Ich denke EA wird den Onlinepass (oder in die Richtung. Evtl. auch Origin auf XBone) wieder einführen, da MS in Sachen DRM zurückgerudert ist ;) .

Gebrauchtspiele waren und sind den Firmen ein Dorn im Auge. Wenn ein Spieler ein Spiel verkauft bekommt er 100% des Erlöses und es wird kein neuwertiges Spiel ausm Handel gekauft. Was Microsoft vor hatte war, dass der Käufer sich das Spiel (klar für weniger als neu) freikaufen konnte und der Verkäufer hätte nur einen Bruchteil des Erlöses kassiert (hätte grad mal fürn Kasten Bier gereicht :ugly: ; Frustsaufen halt). Ist sone Art "Onlinepass" und ich denke EA hat diesen aufgrund diesen Weges aufgegeben und nicht aus "Nächstenliebe" ;) .
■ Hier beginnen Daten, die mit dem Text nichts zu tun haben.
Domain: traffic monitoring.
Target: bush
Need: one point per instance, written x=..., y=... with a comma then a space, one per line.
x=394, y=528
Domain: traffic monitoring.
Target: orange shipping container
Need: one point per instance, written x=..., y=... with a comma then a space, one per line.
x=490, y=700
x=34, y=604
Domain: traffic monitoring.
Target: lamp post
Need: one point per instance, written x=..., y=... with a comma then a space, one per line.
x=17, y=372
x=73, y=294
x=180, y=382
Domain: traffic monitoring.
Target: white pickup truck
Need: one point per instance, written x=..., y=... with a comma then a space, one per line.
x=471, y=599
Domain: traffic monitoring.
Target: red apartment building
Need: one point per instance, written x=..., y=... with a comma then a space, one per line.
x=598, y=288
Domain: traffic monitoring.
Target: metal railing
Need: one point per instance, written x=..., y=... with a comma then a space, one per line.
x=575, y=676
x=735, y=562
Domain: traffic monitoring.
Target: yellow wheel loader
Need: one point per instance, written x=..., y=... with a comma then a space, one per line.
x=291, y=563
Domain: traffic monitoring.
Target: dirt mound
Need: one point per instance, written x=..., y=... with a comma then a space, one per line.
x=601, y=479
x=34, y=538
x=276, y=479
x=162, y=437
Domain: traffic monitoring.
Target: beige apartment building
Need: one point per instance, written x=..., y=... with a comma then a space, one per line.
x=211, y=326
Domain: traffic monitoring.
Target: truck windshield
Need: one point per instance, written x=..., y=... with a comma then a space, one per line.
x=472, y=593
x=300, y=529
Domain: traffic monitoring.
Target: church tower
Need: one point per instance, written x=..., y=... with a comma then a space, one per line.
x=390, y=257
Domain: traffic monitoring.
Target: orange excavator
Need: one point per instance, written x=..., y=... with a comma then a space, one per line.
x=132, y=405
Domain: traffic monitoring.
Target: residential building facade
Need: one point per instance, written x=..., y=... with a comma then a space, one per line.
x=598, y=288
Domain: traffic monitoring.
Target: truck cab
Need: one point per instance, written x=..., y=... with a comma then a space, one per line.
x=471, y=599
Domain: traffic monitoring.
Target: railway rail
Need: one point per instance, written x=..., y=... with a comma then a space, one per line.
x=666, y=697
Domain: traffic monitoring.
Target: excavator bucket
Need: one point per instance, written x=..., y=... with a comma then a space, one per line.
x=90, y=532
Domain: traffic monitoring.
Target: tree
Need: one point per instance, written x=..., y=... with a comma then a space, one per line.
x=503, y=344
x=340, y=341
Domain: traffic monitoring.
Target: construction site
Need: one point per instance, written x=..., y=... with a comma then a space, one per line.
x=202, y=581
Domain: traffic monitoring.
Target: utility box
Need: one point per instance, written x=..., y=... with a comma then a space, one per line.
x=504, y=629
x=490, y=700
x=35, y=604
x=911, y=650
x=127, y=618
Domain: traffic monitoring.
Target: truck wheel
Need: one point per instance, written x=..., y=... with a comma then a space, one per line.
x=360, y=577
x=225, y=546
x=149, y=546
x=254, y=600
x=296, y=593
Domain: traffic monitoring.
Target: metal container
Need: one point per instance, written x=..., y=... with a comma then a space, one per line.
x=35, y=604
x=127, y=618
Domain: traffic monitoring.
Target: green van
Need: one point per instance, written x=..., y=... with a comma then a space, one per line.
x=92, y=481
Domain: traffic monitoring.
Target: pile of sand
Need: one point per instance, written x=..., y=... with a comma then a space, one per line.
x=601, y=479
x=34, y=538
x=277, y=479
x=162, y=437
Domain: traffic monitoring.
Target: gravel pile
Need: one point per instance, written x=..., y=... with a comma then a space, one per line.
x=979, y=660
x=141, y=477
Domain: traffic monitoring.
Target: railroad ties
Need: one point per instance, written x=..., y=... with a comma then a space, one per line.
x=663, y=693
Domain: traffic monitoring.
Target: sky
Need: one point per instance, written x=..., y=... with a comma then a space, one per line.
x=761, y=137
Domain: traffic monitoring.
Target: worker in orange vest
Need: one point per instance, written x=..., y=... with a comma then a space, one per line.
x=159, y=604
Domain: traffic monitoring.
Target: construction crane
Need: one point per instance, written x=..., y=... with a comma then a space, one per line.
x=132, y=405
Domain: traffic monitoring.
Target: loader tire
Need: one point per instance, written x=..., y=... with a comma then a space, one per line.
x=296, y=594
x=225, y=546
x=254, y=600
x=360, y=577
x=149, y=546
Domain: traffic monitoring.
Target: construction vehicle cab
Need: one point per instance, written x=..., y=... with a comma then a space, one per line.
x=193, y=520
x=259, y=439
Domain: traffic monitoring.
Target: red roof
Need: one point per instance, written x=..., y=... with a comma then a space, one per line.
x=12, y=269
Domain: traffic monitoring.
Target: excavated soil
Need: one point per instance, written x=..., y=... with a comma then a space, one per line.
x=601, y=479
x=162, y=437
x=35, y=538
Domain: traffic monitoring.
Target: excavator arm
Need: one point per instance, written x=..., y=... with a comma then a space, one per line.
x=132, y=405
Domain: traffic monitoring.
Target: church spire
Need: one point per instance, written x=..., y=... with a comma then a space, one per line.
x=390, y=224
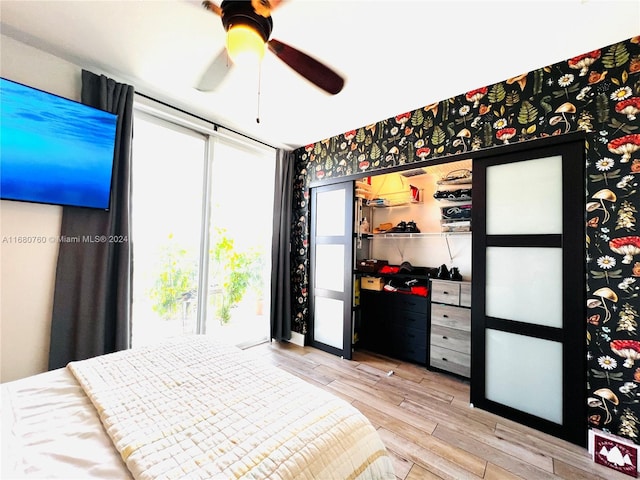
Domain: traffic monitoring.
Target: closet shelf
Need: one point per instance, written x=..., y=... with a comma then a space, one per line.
x=413, y=235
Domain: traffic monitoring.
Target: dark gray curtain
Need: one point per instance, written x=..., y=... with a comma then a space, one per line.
x=281, y=247
x=92, y=297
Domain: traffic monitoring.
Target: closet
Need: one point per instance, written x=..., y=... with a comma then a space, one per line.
x=518, y=337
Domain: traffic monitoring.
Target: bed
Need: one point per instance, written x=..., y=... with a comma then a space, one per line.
x=188, y=408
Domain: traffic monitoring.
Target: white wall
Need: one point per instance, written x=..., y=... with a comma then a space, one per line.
x=27, y=270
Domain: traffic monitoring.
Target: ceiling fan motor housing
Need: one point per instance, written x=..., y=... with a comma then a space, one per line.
x=242, y=13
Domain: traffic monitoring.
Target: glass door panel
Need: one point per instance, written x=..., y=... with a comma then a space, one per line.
x=326, y=275
x=514, y=289
x=524, y=197
x=167, y=180
x=526, y=373
x=528, y=272
x=327, y=325
x=241, y=212
x=330, y=213
x=331, y=267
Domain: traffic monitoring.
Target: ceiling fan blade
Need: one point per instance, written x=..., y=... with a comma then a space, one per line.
x=311, y=69
x=215, y=73
x=212, y=7
x=265, y=7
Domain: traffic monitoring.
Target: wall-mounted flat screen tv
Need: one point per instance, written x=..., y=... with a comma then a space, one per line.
x=54, y=150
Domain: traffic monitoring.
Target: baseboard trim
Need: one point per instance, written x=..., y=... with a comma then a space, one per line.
x=297, y=339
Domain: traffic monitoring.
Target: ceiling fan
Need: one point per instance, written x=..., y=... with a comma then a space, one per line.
x=250, y=21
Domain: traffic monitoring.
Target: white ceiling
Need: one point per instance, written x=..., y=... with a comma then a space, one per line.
x=396, y=55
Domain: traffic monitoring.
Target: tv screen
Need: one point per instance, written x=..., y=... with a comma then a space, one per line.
x=54, y=150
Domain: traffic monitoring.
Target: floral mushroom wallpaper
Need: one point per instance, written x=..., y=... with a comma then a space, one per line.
x=598, y=93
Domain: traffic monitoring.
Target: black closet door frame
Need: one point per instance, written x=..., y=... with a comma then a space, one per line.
x=347, y=267
x=572, y=334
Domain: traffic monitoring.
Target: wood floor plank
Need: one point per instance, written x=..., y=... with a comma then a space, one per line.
x=419, y=473
x=427, y=459
x=425, y=420
x=484, y=446
x=417, y=436
x=494, y=472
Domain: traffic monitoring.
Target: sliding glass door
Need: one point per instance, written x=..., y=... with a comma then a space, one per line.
x=331, y=267
x=202, y=204
x=528, y=354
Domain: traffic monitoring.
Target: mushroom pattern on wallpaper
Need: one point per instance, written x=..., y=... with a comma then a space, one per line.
x=627, y=246
x=595, y=93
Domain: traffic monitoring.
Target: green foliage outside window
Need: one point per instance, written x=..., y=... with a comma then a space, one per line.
x=232, y=274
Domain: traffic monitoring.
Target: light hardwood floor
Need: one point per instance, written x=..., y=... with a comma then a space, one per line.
x=425, y=420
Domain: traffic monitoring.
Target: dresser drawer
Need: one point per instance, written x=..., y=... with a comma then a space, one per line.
x=457, y=340
x=445, y=292
x=410, y=303
x=453, y=317
x=450, y=360
x=465, y=295
x=408, y=343
x=405, y=319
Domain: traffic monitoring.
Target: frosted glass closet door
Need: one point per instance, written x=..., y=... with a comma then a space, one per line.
x=524, y=284
x=331, y=237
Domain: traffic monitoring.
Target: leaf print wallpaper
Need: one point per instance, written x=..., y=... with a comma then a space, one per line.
x=597, y=93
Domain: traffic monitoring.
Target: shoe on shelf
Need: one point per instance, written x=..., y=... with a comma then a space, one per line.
x=454, y=274
x=453, y=195
x=443, y=272
x=400, y=228
x=412, y=227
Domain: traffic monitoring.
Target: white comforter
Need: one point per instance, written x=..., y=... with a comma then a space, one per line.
x=193, y=408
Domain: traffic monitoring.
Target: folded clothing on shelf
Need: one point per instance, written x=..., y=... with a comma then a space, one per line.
x=461, y=175
x=458, y=194
x=457, y=212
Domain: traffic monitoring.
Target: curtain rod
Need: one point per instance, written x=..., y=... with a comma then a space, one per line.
x=215, y=125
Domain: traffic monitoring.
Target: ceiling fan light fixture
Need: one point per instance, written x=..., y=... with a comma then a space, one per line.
x=245, y=44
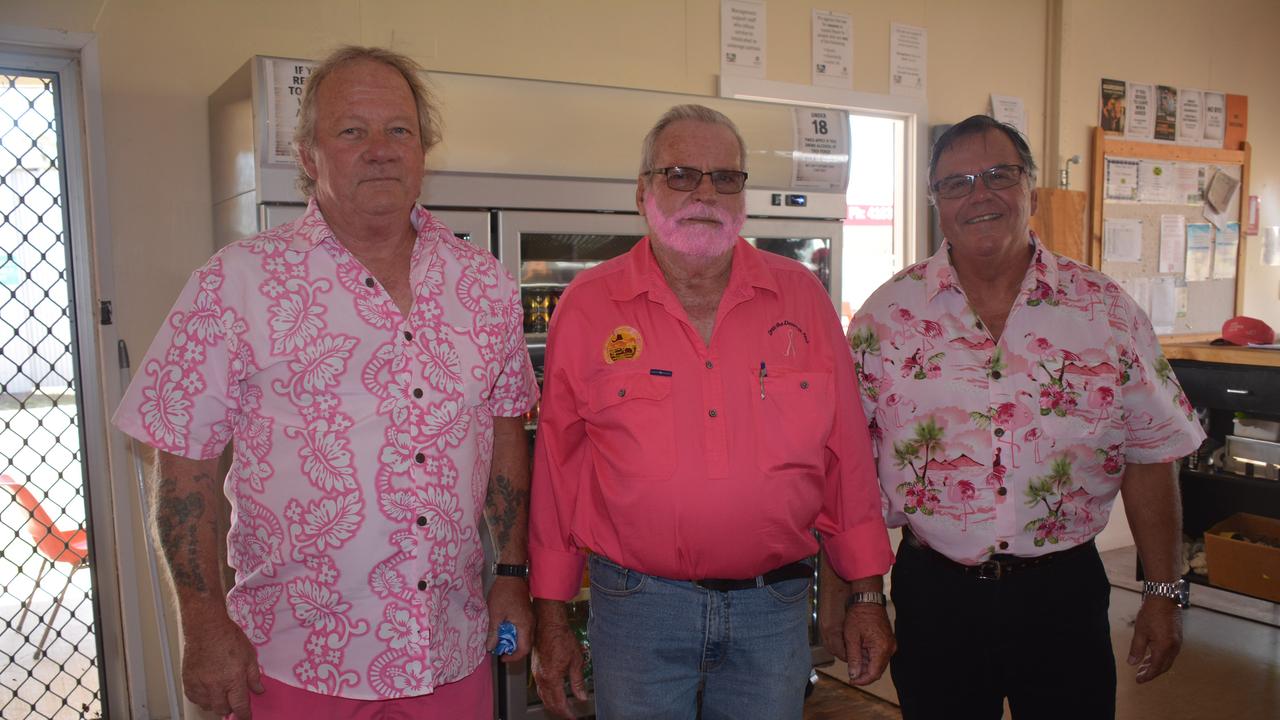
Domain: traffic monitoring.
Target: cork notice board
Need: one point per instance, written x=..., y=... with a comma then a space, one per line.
x=1171, y=187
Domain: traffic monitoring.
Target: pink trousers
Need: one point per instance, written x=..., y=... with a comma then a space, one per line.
x=469, y=698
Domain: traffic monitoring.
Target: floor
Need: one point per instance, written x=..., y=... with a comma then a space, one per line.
x=1229, y=666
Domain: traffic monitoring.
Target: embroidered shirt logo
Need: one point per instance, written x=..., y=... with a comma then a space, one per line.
x=624, y=343
x=791, y=332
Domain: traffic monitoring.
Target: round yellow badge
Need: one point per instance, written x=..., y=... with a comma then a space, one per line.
x=624, y=343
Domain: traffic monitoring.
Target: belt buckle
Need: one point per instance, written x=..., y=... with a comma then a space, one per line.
x=990, y=570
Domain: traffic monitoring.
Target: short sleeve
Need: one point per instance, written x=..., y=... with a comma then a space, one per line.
x=1160, y=422
x=184, y=397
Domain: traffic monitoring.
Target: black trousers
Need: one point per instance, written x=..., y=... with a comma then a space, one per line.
x=1040, y=637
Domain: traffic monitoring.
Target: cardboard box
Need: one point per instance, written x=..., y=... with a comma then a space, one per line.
x=1244, y=566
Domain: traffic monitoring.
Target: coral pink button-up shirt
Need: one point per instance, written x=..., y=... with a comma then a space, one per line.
x=362, y=443
x=689, y=460
x=1016, y=446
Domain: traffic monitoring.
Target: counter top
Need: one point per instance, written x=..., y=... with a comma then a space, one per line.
x=1229, y=354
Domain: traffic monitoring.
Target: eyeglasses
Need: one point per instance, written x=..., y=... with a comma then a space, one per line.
x=686, y=180
x=954, y=187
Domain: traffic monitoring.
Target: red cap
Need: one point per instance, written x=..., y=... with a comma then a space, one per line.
x=1247, y=331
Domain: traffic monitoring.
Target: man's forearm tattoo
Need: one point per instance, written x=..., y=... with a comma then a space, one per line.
x=178, y=519
x=502, y=507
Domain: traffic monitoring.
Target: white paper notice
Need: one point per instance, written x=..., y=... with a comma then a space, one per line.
x=1009, y=110
x=908, y=54
x=832, y=49
x=284, y=80
x=1191, y=117
x=743, y=37
x=1173, y=244
x=1200, y=251
x=1226, y=246
x=1121, y=180
x=1215, y=118
x=1155, y=182
x=1271, y=246
x=1121, y=240
x=821, y=155
x=1189, y=183
x=1141, y=113
x=1164, y=305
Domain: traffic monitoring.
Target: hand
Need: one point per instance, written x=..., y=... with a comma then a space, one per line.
x=868, y=642
x=508, y=600
x=1157, y=636
x=556, y=654
x=219, y=668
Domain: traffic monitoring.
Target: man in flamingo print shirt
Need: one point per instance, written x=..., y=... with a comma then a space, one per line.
x=1036, y=392
x=370, y=370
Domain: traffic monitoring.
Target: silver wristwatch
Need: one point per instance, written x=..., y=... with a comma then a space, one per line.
x=872, y=597
x=1178, y=591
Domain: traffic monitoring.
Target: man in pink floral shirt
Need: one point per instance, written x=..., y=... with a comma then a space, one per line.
x=370, y=372
x=1011, y=393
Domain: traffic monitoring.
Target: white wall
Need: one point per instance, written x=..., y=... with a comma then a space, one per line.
x=160, y=59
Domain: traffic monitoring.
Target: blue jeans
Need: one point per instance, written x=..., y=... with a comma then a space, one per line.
x=657, y=642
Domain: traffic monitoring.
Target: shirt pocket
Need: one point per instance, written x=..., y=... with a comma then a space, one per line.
x=630, y=420
x=794, y=414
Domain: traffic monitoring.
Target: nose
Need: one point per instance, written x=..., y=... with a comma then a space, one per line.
x=705, y=188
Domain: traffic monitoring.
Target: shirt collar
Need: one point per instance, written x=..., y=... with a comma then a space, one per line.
x=940, y=274
x=644, y=274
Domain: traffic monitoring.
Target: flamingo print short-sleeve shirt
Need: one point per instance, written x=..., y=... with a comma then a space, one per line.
x=362, y=445
x=1016, y=446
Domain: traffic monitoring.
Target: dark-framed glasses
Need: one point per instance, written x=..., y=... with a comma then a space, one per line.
x=952, y=187
x=686, y=180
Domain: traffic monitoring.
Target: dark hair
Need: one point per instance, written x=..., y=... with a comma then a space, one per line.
x=979, y=124
x=428, y=112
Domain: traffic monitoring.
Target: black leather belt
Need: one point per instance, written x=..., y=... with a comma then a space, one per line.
x=997, y=565
x=791, y=572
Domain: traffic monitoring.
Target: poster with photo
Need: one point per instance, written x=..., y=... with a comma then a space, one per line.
x=1166, y=113
x=1111, y=106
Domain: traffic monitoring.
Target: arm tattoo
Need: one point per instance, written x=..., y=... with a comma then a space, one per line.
x=178, y=519
x=502, y=505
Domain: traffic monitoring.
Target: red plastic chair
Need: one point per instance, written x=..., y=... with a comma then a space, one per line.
x=53, y=543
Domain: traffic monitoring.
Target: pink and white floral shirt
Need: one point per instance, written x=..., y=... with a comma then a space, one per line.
x=1015, y=446
x=362, y=445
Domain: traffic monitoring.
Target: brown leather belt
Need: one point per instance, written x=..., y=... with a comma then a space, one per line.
x=791, y=572
x=997, y=565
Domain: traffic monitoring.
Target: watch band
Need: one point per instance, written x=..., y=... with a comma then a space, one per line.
x=1176, y=591
x=506, y=570
x=869, y=597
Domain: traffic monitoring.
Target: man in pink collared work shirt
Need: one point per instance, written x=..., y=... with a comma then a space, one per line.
x=370, y=370
x=699, y=423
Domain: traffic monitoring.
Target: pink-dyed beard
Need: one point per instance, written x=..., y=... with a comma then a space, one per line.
x=696, y=240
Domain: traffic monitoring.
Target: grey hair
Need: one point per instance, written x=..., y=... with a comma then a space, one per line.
x=979, y=124
x=428, y=113
x=699, y=113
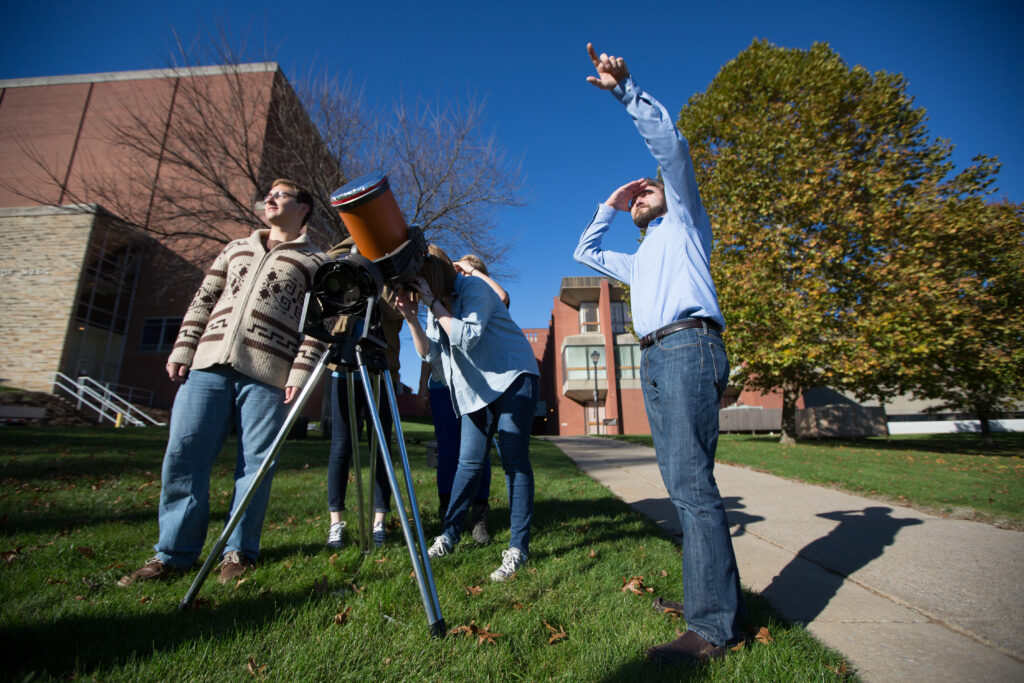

Die Verleihung von Spielen sähe sicher auch anders aus als bisher, wo man den Datenträger bis Ultimo verleihen konnte. Kann mir gut vorstellen, dass es so gewesen wäre, dass man ca. 5 Std. das Spiel antesten konnte, danach hätte man es sich kaufen bzw. freischalten können. Ich finde es für die MS-Kunden von Vorteil, dass man (vorerst) wieder Herr über seine Spiele ist.

Den Quatsch mit der Spiele-Bibliothek (halt ohne Datenträger einlegen), hätten sie auch jetzt noch machen können, indem sie ne Option für einbinden/entfernen einer Seriennummer an das Profil integriert hätten.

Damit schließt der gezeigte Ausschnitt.